A tiger or lion at the zoo usually eats a daily diet of 11 pounds of beef, two pounds of chicken bones, two live chickens, eggs and milk powder, Liu said.

These days, he said, the animals get 6 1/2 pounds of feed, chicken bones and no eggs or milk. Deer and goats are going hungry because of cutbacks in supplies of grass, he said.

Zoo employees have been donating money and the Xiamen city government is trying to find ways to make up the shortages, Liu said.

"Animals are national resources. Protecting them is always our priority," Liu said. "I'm worried that these animals will be in danger if this continues."

The zoo already has spent $50,000 on disinfection and other anti-SARS measures, the newspaper China Daily said.

Researchers have found the SARS virus in civet cats, raccoon dogs, snakes and bats.

Reflecting concern that animals might spread the virus, the southern province of Guangdong has tightened controls on breeding and handling wildlife.

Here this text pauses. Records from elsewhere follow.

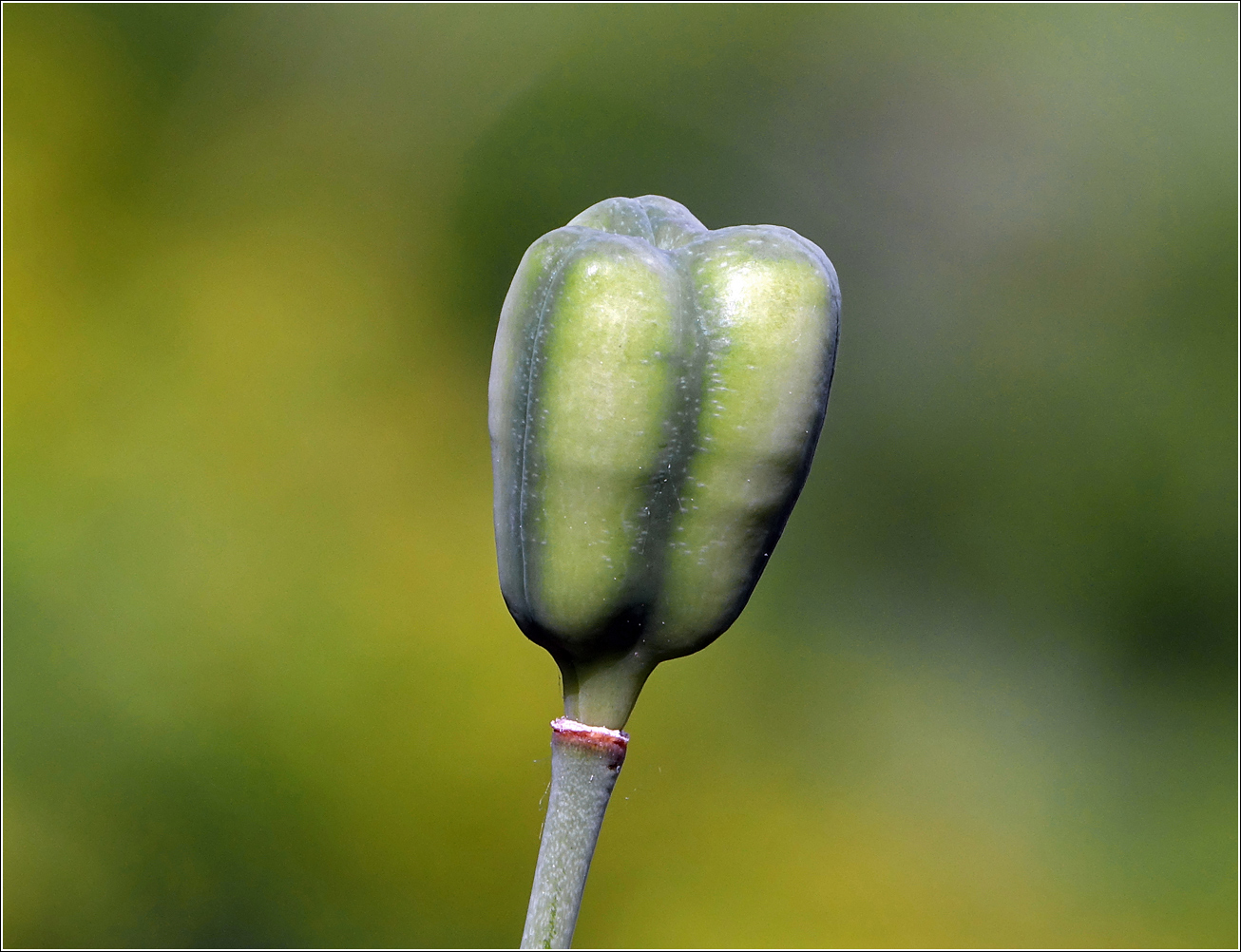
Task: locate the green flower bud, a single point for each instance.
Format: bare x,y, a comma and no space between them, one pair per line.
657,393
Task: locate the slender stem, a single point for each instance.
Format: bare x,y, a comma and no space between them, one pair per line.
584,765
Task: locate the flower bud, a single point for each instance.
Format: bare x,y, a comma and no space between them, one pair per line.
657,393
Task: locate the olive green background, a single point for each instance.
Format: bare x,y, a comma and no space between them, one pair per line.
259,684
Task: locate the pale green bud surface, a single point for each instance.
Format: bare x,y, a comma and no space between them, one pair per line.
657,395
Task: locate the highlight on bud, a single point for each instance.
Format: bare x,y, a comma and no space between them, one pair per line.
656,399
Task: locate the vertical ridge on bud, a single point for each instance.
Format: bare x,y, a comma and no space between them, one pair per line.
657,395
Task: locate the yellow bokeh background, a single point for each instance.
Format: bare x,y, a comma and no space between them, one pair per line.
260,688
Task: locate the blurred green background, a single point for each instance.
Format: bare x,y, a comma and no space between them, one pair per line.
260,688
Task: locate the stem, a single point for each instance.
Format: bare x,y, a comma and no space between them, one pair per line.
584,765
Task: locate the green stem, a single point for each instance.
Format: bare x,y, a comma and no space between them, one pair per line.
584,765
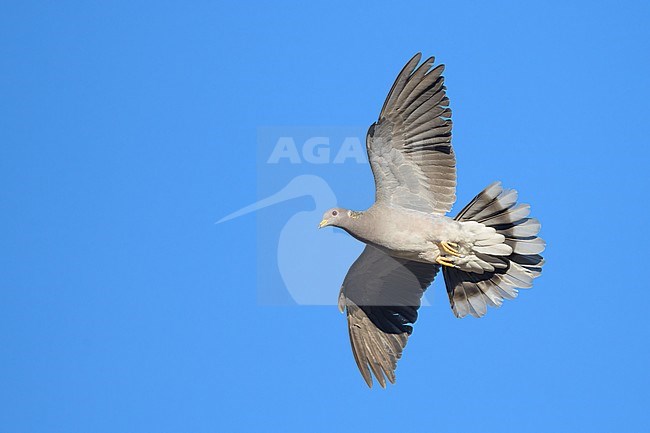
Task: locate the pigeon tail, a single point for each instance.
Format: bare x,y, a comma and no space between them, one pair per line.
512,253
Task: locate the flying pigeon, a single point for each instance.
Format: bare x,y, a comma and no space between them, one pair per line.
486,252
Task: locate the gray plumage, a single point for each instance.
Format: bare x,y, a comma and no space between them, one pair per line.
487,251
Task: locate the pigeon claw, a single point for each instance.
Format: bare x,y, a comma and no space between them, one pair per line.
450,248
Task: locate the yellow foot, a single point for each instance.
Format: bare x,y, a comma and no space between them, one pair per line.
444,262
450,248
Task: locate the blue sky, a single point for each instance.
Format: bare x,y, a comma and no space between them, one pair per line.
128,128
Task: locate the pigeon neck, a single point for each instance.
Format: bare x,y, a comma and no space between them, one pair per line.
358,224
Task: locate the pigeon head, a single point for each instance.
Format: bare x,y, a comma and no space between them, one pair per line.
335,217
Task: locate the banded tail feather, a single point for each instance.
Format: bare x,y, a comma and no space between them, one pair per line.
470,292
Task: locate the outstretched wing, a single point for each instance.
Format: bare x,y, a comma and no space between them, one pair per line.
409,147
382,295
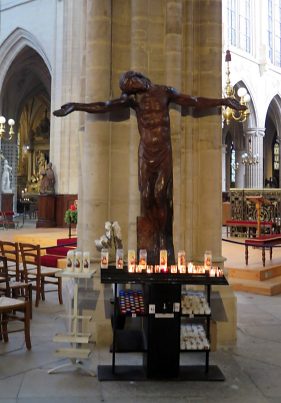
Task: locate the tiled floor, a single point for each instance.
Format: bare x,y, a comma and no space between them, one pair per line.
252,368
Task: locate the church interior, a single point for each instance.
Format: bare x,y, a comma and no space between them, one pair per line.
155,221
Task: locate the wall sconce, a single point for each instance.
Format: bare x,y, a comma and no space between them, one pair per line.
248,158
228,113
11,123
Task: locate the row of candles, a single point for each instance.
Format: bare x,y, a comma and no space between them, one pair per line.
142,266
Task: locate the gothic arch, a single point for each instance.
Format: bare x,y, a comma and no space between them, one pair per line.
11,47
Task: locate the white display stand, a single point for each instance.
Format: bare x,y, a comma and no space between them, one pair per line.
74,353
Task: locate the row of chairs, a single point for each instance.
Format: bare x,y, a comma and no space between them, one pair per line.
7,220
21,272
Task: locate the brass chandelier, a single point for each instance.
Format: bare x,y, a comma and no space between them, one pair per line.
11,123
228,113
248,158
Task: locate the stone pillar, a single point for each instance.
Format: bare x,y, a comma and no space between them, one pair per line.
254,173
207,134
95,142
223,170
139,62
65,88
174,64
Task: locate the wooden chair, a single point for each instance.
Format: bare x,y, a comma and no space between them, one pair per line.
19,286
41,275
12,309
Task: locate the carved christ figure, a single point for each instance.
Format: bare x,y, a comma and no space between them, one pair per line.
155,166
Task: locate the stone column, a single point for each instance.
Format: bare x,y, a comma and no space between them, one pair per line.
223,170
207,134
65,88
95,143
174,63
240,172
139,62
254,172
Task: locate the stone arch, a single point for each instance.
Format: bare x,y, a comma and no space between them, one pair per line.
11,47
25,82
272,132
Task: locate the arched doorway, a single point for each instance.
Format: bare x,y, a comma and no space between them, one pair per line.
25,96
271,146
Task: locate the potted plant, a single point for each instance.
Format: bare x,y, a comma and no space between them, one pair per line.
71,216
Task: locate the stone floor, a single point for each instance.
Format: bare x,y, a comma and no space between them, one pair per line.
252,368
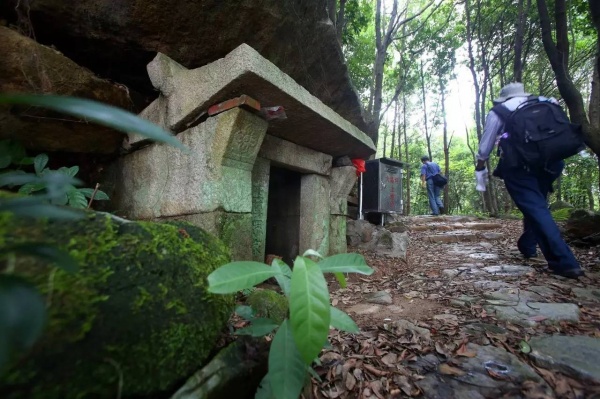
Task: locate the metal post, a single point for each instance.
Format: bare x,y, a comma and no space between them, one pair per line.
360,215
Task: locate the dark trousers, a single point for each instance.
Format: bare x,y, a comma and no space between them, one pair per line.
529,189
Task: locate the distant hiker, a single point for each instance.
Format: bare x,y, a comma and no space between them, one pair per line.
534,135
428,171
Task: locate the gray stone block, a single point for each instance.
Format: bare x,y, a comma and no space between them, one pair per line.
574,356
234,229
342,180
161,181
314,214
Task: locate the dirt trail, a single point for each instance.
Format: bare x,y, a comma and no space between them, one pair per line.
466,317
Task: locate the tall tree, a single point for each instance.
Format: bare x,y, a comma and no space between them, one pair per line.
558,55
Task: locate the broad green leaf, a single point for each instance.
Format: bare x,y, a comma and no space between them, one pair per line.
76,199
260,327
60,200
312,252
98,196
46,252
31,188
237,276
11,151
313,373
345,263
285,278
287,371
40,162
309,308
34,207
18,178
94,111
245,312
5,161
22,316
524,346
73,170
264,389
342,321
24,161
341,279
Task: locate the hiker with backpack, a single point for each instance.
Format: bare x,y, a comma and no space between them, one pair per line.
534,136
432,178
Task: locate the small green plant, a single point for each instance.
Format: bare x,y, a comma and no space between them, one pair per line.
22,308
13,154
300,337
73,196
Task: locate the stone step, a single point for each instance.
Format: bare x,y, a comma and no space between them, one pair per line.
463,236
427,219
441,226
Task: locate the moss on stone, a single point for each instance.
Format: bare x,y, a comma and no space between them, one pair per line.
235,229
138,308
268,303
562,215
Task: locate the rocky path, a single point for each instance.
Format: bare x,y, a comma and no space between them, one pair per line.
464,316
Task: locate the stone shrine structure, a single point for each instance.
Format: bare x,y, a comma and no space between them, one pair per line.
262,187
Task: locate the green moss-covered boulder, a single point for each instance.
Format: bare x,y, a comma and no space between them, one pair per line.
135,319
561,215
268,303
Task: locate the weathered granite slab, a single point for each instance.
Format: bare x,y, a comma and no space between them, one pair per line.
529,314
161,181
314,213
575,356
474,380
310,123
294,157
508,270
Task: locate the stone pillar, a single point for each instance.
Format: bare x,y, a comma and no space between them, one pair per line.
260,199
314,213
342,181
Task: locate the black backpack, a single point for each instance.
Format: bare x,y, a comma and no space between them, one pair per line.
539,133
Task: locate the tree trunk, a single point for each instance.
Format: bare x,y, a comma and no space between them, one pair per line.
422,76
385,134
558,55
394,130
407,205
340,20
518,65
595,12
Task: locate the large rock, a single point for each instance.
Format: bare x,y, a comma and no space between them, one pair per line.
28,67
137,311
574,356
234,372
472,377
583,227
118,39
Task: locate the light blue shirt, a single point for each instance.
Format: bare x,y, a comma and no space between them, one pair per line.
494,126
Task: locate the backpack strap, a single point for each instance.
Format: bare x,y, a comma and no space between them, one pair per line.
502,112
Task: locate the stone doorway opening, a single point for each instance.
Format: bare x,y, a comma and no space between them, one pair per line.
283,214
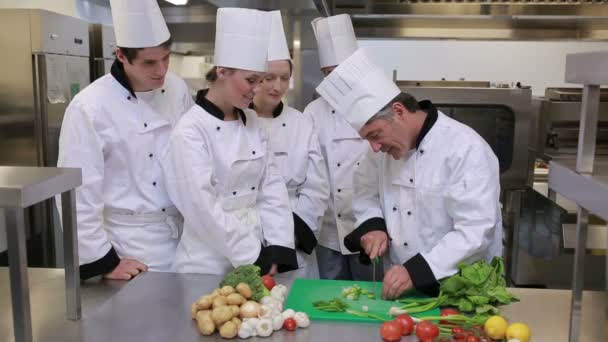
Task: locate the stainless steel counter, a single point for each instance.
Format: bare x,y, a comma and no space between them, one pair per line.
155,307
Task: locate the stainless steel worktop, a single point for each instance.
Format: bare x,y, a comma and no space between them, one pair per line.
155,307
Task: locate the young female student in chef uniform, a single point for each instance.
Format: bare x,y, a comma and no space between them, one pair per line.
114,130
296,150
219,171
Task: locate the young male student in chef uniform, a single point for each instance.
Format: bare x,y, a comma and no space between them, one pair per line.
218,166
431,198
295,148
114,130
342,148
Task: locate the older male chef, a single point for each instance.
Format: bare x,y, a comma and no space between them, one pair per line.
342,148
114,130
431,198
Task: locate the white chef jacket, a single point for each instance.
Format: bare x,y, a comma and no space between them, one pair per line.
297,152
343,149
116,136
440,204
223,179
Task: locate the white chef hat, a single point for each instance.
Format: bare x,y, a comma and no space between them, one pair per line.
138,24
358,89
277,47
335,39
241,39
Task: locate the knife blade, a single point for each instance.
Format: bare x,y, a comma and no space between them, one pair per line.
374,262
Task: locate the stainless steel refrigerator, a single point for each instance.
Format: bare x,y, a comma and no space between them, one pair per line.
103,45
45,63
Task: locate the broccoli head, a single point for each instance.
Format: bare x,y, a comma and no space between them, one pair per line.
250,275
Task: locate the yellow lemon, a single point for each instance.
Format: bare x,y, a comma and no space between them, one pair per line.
519,331
495,327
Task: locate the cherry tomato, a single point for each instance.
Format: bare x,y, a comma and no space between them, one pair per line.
268,282
448,312
290,324
407,324
426,330
391,331
472,338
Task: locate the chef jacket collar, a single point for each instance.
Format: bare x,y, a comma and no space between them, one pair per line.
275,113
118,71
431,117
214,110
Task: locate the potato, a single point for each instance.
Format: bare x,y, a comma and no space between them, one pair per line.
221,314
236,321
219,301
215,293
202,314
228,330
193,310
235,310
206,326
244,290
235,299
205,302
227,290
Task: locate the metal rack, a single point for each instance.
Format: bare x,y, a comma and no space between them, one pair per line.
21,187
588,191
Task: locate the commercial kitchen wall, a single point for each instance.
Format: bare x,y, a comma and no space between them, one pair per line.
3,245
539,64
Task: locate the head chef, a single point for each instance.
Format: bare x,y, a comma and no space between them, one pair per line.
427,192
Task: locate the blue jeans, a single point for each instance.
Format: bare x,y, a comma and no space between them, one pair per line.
337,266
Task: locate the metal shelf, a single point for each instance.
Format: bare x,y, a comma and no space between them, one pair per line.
589,192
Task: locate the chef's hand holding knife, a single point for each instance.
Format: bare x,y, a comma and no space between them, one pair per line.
397,280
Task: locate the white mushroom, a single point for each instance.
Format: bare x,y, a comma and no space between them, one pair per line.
277,322
289,313
245,331
302,319
264,328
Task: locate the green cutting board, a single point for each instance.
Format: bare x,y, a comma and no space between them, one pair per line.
304,292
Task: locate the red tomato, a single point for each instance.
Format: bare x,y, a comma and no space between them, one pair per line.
458,332
426,330
472,338
448,312
391,331
290,324
407,324
268,282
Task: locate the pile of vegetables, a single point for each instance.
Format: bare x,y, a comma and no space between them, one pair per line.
355,291
469,300
476,288
451,328
253,306
250,275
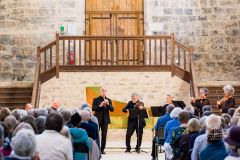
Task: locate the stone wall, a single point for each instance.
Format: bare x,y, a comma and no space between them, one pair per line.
26,24
153,87
211,27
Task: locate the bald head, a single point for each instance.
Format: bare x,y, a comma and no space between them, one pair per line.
103,92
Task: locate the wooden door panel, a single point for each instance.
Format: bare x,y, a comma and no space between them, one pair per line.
109,18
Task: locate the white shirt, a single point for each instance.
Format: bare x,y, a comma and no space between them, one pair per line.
51,145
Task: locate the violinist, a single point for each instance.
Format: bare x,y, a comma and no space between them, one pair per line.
199,102
228,101
135,103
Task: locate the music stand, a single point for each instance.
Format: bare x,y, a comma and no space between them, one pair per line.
180,104
138,113
157,111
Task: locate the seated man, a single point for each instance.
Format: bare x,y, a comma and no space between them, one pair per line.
162,121
51,144
183,118
90,127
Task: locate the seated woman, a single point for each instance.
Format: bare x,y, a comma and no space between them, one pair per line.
228,101
198,103
193,127
81,143
177,133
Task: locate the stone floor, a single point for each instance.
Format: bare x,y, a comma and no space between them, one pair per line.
116,146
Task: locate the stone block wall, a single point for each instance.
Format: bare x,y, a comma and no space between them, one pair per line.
211,27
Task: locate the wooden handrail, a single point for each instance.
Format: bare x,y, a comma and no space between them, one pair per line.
57,55
172,54
193,74
34,100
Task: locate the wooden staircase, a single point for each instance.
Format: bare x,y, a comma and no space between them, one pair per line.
216,93
15,97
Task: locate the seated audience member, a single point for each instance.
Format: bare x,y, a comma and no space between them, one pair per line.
80,140
234,120
201,141
40,122
19,114
23,145
28,106
186,140
226,119
20,126
86,106
170,126
161,122
66,113
231,111
183,118
42,112
89,126
215,148
51,144
4,112
10,123
55,105
32,121
207,108
1,141
233,141
190,110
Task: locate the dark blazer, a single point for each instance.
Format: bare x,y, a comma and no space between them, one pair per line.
129,106
199,104
102,113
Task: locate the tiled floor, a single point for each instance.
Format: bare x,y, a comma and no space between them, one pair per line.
116,146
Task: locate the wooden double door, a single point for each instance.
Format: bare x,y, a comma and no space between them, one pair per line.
109,19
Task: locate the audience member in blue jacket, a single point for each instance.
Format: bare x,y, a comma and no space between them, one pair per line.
172,124
162,121
215,149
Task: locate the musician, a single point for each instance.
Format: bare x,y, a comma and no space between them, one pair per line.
168,101
102,105
198,103
228,101
133,122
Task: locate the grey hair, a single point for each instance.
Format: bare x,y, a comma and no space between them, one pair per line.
19,113
134,94
169,108
213,122
189,109
43,112
24,143
85,115
229,89
175,113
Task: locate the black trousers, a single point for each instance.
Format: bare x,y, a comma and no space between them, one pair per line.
104,128
132,126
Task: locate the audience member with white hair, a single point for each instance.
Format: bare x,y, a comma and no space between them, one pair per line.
228,101
23,145
212,122
233,141
51,144
90,127
215,148
86,106
169,129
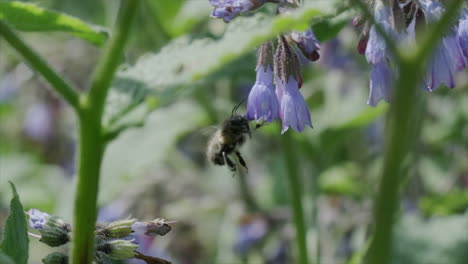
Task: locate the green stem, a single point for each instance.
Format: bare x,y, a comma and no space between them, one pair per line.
92,145
247,196
59,84
397,147
295,192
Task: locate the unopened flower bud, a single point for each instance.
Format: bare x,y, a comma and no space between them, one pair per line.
307,43
117,229
118,249
158,226
37,218
55,232
55,258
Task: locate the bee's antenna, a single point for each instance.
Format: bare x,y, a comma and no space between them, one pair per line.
237,106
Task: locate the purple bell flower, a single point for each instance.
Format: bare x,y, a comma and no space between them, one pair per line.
447,57
294,111
441,69
307,43
228,9
381,83
293,108
462,33
262,102
452,45
381,77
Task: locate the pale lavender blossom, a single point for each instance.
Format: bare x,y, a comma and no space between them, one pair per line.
441,69
381,83
452,45
307,43
447,57
294,111
262,103
228,9
462,33
377,54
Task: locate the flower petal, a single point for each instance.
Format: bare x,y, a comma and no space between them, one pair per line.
262,102
294,111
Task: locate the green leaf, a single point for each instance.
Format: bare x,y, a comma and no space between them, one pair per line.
187,62
5,259
15,241
30,17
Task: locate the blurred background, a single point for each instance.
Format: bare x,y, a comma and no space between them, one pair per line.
159,169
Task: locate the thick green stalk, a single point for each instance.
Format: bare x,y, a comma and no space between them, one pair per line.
399,128
60,85
396,148
295,193
92,145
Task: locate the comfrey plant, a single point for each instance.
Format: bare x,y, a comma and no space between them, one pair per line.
114,240
406,22
275,93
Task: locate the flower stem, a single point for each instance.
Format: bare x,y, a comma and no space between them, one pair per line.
295,192
400,126
92,145
59,84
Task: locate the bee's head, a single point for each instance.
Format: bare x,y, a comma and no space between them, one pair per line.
239,123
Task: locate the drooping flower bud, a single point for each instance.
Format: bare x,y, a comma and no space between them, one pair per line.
37,219
55,232
447,57
228,9
462,33
117,229
118,249
307,43
363,39
55,258
293,108
262,103
158,226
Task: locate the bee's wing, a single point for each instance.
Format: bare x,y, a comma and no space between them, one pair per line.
208,131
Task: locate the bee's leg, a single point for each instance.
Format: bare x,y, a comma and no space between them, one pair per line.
259,125
229,162
241,160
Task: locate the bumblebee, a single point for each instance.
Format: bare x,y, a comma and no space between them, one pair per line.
227,139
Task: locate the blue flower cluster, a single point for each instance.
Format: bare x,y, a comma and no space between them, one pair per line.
404,22
275,93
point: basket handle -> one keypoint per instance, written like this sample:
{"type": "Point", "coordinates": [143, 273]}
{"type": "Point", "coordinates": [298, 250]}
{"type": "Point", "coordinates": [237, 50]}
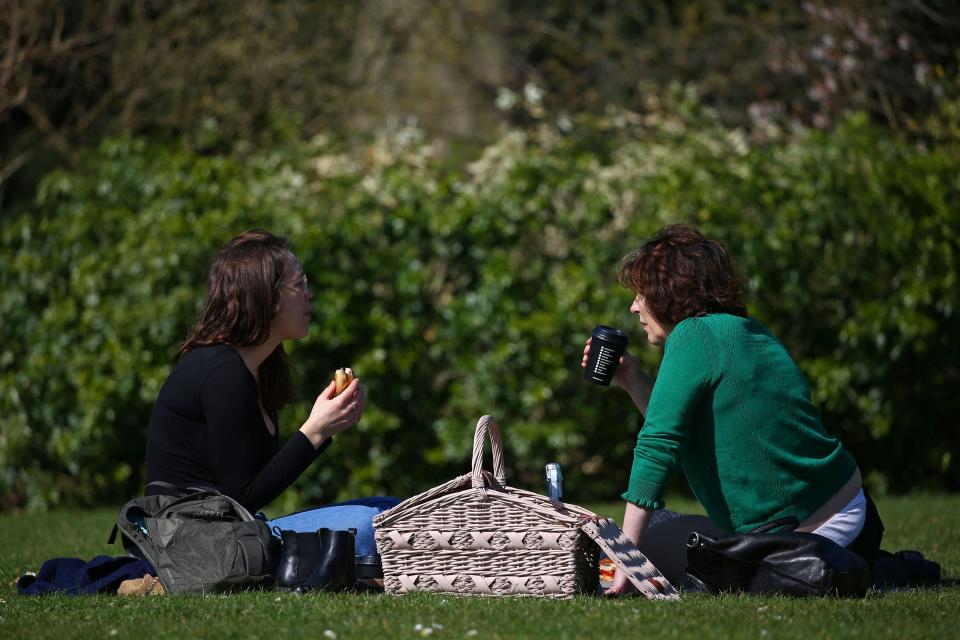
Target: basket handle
{"type": "Point", "coordinates": [487, 425]}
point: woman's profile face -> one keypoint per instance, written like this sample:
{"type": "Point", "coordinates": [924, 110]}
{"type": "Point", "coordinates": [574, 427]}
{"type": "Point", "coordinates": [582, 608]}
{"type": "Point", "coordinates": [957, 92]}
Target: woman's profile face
{"type": "Point", "coordinates": [292, 320]}
{"type": "Point", "coordinates": [656, 333]}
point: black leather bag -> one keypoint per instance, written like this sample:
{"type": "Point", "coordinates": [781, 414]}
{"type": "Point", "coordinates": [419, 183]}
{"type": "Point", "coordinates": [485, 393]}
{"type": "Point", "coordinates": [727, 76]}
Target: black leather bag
{"type": "Point", "coordinates": [785, 562]}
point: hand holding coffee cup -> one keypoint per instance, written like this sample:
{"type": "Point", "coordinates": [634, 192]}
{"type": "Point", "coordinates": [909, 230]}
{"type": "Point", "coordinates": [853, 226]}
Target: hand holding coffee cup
{"type": "Point", "coordinates": [602, 354]}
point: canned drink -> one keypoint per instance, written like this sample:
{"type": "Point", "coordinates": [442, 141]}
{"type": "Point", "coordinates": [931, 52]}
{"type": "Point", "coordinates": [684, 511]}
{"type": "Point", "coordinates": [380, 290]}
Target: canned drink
{"type": "Point", "coordinates": [554, 481]}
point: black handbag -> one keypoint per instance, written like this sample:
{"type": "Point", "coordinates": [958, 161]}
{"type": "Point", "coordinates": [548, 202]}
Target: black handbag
{"type": "Point", "coordinates": [785, 562]}
{"type": "Point", "coordinates": [319, 560]}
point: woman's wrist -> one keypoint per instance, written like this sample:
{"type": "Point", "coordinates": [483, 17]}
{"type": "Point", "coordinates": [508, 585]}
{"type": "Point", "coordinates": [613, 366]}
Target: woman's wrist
{"type": "Point", "coordinates": [316, 436]}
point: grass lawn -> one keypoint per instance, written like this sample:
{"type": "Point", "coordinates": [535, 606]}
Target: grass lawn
{"type": "Point", "coordinates": [930, 524]}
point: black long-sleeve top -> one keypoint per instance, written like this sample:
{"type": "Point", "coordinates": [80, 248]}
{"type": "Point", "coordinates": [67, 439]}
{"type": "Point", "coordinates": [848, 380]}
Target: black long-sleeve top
{"type": "Point", "coordinates": [207, 430]}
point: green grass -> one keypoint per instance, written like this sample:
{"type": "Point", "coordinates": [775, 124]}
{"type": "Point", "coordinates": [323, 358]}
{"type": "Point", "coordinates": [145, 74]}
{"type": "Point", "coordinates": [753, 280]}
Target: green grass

The Xiangjiang Wild Animal Zoo in Guangdong's provincial capital of Guangzhou said some traditional activities that allow people to get close to animals, such as taking photos with baby tigers, have been stopped. Food supplies were adequate, said an employee in the zoo's marketing department, who gave only his surname, Hua.

"We can assure visitors that watching animals at a distance is still safe," Hua said.

Other zoos said they had not cut back on food for animals, despite economic losses.

"Even if we don't eat, we would guarantee the animals have enough food to eat," said an official at the Wild Animal Park in the eastern Chinese city of Hangzhou who refused to give his name.